DE102012006827A1 - Method for operating combustion engine of motor car, involves producing required amount of hydrogen by electrolysis process for operation of combustion engine, and transferring hydrogen and oxygen into combustion chamber - Google Patents

Abstract

The method involves producing required amount of hydrogen by an electrolysis process for operation of a combustion engine, where voltage required for the electrolysis process is provided by a voltage converter or a 24 volt alternator (G). The hydrogen and oxygen are transferred into a combustion chamber. The engine is operated by a combination of fossil fuel and a hydrogen-oxygen mixture. A pressure switch (S) is integrated into a gas pressure spacer (2). A black-white-valve (V) is closed by the pressure switch if low pressure in an air intake channel (A) falls below -0.5 bar. An independent claim is also included for a mixing generator for production of a fuel mixture for operating a combustion engine.

Description

title

Method for operating an internal combustion engine by means of a combination of fossil fuels and a hydrogen-oxygen mixture and mixed generator for the production of hydrogen and the fuel combination.

field of use

The invention relates to an apparatus for operating a vehicle with an internal combustion engine by means of a combination of conventional, fossil fuels and a hydrogen-oxygen mixture.

State of the art

The fuels used in conventional internal combustion engines are made from petroleum and its derivatives. As the oil reserves decline in the foreseeable future, the designers are forced to produce more economical than the currently operating engines. One possible solution is the use of hydrogen in internal combustion engines. On the one hand, the ever increasing vehicle density and the recognizable environmental damage, which arise in connection with exhaust gases and emissions from motor vehicles, require that the environmental impact of internal combustion engines in motor vehicles be reduced.

To increase the combustion power in the cylinders of the internal combustion engines, hydrogen and oxygen are known to be supplied to the combustion chamber. By introducing hydrogen into the internal combustion engine, a power increase is achieved. A relevant device is from the DE 38 28 764 known. In this device, hydrogen and oxygen are supplied to the internal combustion engine.
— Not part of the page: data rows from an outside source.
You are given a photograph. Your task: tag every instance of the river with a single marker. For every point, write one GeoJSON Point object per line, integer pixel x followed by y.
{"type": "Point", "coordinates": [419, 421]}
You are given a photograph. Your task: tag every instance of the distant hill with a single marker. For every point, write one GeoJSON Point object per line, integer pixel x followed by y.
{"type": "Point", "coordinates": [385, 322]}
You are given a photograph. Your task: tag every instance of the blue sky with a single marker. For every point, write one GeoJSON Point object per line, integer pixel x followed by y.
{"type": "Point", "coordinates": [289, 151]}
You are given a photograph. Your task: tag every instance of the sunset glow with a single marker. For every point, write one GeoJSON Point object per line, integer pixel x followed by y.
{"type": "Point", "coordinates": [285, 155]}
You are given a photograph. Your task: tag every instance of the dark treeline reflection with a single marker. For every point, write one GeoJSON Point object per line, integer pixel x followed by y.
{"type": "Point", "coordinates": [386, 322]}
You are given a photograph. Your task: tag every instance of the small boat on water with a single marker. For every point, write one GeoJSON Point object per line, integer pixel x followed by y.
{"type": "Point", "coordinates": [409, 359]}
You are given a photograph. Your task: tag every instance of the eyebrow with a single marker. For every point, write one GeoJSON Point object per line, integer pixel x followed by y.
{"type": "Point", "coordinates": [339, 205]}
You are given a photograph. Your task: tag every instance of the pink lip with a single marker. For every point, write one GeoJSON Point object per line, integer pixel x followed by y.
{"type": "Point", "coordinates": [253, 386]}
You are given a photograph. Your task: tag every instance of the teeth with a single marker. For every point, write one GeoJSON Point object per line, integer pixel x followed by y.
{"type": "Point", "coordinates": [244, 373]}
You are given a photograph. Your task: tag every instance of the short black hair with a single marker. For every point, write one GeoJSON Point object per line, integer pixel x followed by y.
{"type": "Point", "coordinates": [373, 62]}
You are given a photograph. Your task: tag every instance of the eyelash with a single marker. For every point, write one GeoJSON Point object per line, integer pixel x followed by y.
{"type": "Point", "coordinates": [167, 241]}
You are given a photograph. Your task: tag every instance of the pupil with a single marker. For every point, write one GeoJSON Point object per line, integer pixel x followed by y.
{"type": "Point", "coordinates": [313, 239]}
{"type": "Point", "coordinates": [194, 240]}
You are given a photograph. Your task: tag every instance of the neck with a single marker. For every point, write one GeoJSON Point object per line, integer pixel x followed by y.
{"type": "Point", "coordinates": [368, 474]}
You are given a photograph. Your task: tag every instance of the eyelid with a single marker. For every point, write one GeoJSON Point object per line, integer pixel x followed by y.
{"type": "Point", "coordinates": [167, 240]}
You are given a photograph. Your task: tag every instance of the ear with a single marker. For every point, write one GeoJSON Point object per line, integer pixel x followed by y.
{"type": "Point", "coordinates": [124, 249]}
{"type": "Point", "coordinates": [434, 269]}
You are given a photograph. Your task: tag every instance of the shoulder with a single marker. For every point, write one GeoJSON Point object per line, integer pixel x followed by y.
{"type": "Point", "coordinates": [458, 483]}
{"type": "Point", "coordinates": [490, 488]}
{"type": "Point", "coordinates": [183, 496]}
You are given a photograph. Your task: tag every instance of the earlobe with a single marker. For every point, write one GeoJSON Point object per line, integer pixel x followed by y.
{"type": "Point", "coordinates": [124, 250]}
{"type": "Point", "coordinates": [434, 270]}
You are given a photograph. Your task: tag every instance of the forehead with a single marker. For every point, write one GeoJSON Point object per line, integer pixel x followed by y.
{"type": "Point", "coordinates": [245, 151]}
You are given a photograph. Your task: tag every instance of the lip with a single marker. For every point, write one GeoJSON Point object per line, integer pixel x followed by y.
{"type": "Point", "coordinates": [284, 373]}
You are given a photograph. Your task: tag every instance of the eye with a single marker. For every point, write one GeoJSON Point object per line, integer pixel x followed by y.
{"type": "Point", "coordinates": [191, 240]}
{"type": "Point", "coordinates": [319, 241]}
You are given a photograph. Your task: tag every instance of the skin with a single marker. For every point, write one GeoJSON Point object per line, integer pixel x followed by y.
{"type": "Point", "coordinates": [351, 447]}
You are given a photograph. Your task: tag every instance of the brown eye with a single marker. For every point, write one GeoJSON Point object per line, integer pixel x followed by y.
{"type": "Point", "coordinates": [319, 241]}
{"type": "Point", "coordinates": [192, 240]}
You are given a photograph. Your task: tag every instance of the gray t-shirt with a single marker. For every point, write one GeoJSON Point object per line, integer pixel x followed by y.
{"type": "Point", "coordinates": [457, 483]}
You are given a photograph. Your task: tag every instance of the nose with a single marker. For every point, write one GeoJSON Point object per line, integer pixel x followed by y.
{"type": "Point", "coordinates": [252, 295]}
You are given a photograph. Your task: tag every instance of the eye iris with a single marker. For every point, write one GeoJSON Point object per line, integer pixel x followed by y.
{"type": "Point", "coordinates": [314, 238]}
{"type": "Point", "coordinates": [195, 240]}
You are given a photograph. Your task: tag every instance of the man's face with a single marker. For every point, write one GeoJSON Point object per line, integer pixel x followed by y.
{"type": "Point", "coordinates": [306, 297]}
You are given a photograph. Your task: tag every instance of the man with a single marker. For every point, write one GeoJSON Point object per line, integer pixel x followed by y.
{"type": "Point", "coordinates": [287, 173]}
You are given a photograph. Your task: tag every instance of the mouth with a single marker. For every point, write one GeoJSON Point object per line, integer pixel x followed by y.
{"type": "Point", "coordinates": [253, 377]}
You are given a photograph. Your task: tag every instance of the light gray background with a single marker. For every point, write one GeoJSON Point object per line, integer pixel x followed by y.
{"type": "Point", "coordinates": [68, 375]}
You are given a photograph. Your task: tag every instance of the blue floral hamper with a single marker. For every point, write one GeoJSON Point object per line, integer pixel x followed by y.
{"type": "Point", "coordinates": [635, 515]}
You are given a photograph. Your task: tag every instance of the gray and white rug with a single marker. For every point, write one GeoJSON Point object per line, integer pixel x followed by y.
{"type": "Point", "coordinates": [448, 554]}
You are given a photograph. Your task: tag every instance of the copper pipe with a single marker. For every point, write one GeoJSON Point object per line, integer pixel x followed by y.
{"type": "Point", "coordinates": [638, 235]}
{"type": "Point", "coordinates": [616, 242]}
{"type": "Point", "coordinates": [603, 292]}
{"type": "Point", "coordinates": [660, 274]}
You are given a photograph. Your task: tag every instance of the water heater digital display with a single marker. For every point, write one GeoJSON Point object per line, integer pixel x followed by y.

In the DE 24 47 822 a combustion mixture for internal combustion engines is described. The combustion mixture is produced by the electrolysis of water.

Also from the DE 1 467 060 a device for the production of hydrogen and oxygen by electrolysis is known.

In the EP 0 422 994 a device for the production of oxygen-hydrogen gas (oxyhydrogen gas) is described with the electrolysis method.

The GB 2 143 848 presents a device for the production of hydrogen by electrolysis, while the GB 2 029 447 describes an apparatus for producing a mixture of hydrogen and oxygen by the electrolysis of water for an engine. Finally, in the US 4,184,931 a method for the production of hydrogen and oxygen by the electrolysis of a liquid claimed.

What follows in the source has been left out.